Laura  Gardner Cuesta Laura Gardner Cuesta Senior Reporter, Debtwire CEEMEA

Zambia debt plans scrutinised following investor call

Sub-Saharan AfricaGovernmentBonds & LoansDistressed DebtEmerging Markets

Zambia’s government came under intense scrutiny this week as investors continued to push for clarity on the country’s growing debt stack during a call held on Wednesday (29 May).

Officials promised monthly calls to update on Chinese debt renegotiations, their plans to cancel and delay loans, their tempestuous relationship with mining companies, and their hopes to secure International Monetary Fund (IMF) funding. Despite the authorities’ show of goodwill, four buysiders polled believed that a credit event in 2020 now looked inevitable.

The country’s most immediate Eurobond maturity, a USD 750m 5.375% 2022 bond, is quoted at 65 cents, with its 2024 and 2027 notes also converging towards the mid-60 mark, the first buysider said. The government has USD 600m left in debt repayments this year with USD 1.3bn in FX reserves. Eurobond coupons payments comprise USD 120m, including a USD 60m payment at the end of July, with the rest most likely owed to Chinese creditors, said the second buysider.

A Barclays report published on Tuesday noted that unless the country implements a clear change in policies and secures an IMF programme in the near term, default cannot be avoided.

“The alternative scenarios assume a muddle-through on current policies, which would likely result in an FX liquidity shortfall by 2020,” Barclays analysts wrote on Tuesday. “In this case, the two sub-scenarios would be (i) that Zambia is then forced into IMF cooperation eventually - which we believe would involve private sector involvement (PSI) in a broader debt restructuring at that point; or (ii) a ‘disorderly’ default.”

While informal talks are being held among bondholders, there is not yet a formal organisation to prepare for a default event, said the first and the third buysider. Much of the paper, around 30% to 35%, is still held by index trackers, who do not actively follow the credit, according to the third buysider.

If the government decides to restructure, it should do so sooner rather than later, said the third buysider.

“Restructurings, of the kind Zambia will need, will take at least two years, which means that they are in full-on election period by then,” said the third buysider, pointing towards the general election incumbent President Edgar Lungu will have to fight in 2021.

On the government side, a financial advisor remains to be officially appointed, according to three sources familiar. Zambia’s cabinet will meet in two weeks’ time to iron out the details of their plans to cancel or delay debt (a promise already made in 2018), according to the first, second and fourth buysiders, who listened to the call.
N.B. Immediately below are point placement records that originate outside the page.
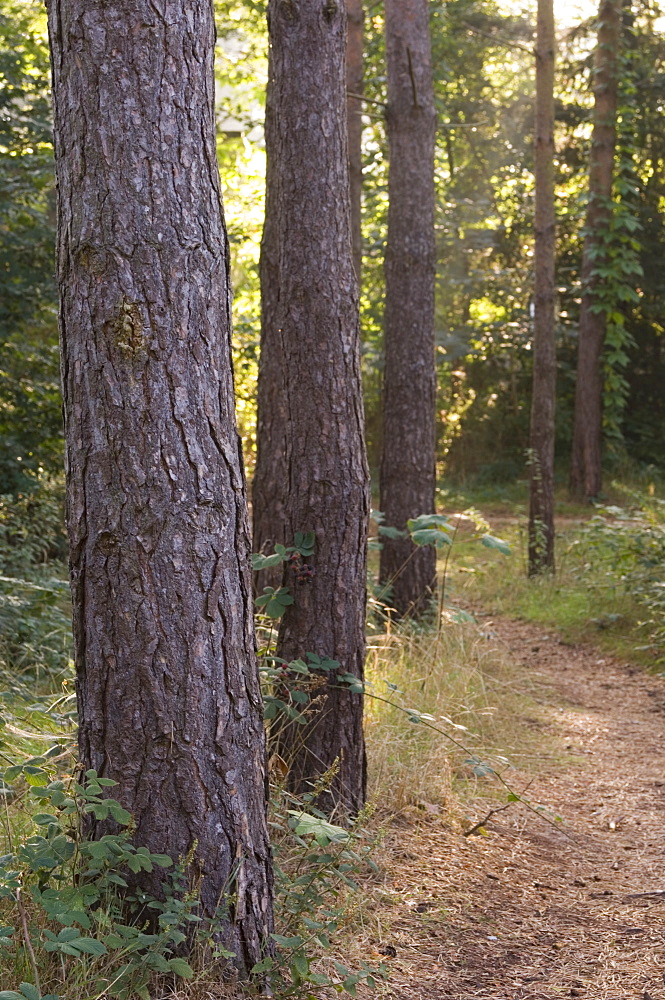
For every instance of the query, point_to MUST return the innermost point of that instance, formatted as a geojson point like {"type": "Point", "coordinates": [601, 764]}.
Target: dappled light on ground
{"type": "Point", "coordinates": [539, 908]}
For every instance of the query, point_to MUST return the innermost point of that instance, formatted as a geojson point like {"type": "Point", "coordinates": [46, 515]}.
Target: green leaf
{"type": "Point", "coordinates": [90, 946]}
{"type": "Point", "coordinates": [286, 942]}
{"type": "Point", "coordinates": [274, 602]}
{"type": "Point", "coordinates": [496, 543]}
{"type": "Point", "coordinates": [43, 819]}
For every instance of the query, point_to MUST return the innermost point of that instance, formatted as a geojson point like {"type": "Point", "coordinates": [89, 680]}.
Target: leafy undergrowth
{"type": "Point", "coordinates": [443, 730]}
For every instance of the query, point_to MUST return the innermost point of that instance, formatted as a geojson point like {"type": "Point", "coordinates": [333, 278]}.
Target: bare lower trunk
{"type": "Point", "coordinates": [270, 487]}
{"type": "Point", "coordinates": [316, 416]}
{"type": "Point", "coordinates": [586, 474]}
{"type": "Point", "coordinates": [408, 477]}
{"type": "Point", "coordinates": [354, 108]}
{"type": "Point", "coordinates": [541, 486]}
{"type": "Point", "coordinates": [168, 694]}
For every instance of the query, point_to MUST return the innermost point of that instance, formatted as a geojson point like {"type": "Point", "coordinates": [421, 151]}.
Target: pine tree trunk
{"type": "Point", "coordinates": [408, 468]}
{"type": "Point", "coordinates": [270, 486]}
{"type": "Point", "coordinates": [586, 470]}
{"type": "Point", "coordinates": [317, 417]}
{"type": "Point", "coordinates": [354, 91]}
{"type": "Point", "coordinates": [541, 486]}
{"type": "Point", "coordinates": [168, 694]}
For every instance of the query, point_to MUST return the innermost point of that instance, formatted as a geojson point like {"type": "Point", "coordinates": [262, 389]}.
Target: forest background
{"type": "Point", "coordinates": [484, 79]}
{"type": "Point", "coordinates": [484, 89]}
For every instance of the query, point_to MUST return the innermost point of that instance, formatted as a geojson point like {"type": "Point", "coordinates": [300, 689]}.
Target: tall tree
{"type": "Point", "coordinates": [354, 93]}
{"type": "Point", "coordinates": [313, 436]}
{"type": "Point", "coordinates": [168, 695]}
{"type": "Point", "coordinates": [541, 486]}
{"type": "Point", "coordinates": [408, 467]}
{"type": "Point", "coordinates": [586, 470]}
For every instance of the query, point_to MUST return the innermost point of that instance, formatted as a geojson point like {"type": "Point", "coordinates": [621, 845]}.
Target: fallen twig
{"type": "Point", "coordinates": [481, 823]}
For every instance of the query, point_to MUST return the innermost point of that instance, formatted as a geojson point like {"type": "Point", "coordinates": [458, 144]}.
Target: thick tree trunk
{"type": "Point", "coordinates": [586, 477]}
{"type": "Point", "coordinates": [541, 487]}
{"type": "Point", "coordinates": [408, 477]}
{"type": "Point", "coordinates": [316, 420]}
{"type": "Point", "coordinates": [168, 693]}
{"type": "Point", "coordinates": [354, 91]}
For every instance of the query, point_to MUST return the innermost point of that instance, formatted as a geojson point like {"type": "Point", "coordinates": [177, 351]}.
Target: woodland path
{"type": "Point", "coordinates": [528, 912]}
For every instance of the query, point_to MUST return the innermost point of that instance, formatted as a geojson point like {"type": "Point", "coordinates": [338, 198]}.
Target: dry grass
{"type": "Point", "coordinates": [466, 683]}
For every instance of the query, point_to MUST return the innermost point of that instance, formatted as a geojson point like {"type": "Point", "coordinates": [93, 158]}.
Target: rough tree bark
{"type": "Point", "coordinates": [168, 694]}
{"type": "Point", "coordinates": [586, 469]}
{"type": "Point", "coordinates": [316, 419]}
{"type": "Point", "coordinates": [354, 92]}
{"type": "Point", "coordinates": [408, 477]}
{"type": "Point", "coordinates": [541, 486]}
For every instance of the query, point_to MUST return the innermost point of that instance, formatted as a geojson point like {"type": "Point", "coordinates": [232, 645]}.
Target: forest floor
{"type": "Point", "coordinates": [535, 909]}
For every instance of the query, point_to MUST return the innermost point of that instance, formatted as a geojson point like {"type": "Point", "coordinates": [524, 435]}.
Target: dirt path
{"type": "Point", "coordinates": [528, 912]}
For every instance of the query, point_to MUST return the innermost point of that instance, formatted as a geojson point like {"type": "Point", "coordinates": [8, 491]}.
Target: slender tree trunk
{"type": "Point", "coordinates": [270, 487]}
{"type": "Point", "coordinates": [354, 92]}
{"type": "Point", "coordinates": [316, 420]}
{"type": "Point", "coordinates": [541, 487]}
{"type": "Point", "coordinates": [168, 694]}
{"type": "Point", "coordinates": [408, 477]}
{"type": "Point", "coordinates": [585, 480]}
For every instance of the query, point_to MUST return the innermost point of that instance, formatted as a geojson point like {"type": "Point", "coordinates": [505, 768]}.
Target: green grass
{"type": "Point", "coordinates": [597, 594]}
“The pipeline to be disbursed consists of USD 1.2bn each year on average for the next three years,” said the second buysider. “That's the number that could be reduced. However, ultimately the top level of the government decides rather than the finance ministry, and it's unlikely they agree to sizeably and sufficiently reduce the debt pipeline.”

“There are many projects the government could cut without impacting growth in a meaningful way, despite what the finance minister says,” said the first buysider. “But the vital projects like the [Kenneth Kaunda International] airport, the [Kafue Gorge Lower] Power Plant and the [Chipata-Serenje] railway line are also the costliest.”

Penalties for debt cancellation or delays also have to be accounted for, likely adding to the government’s headaches, the fourth buysider said.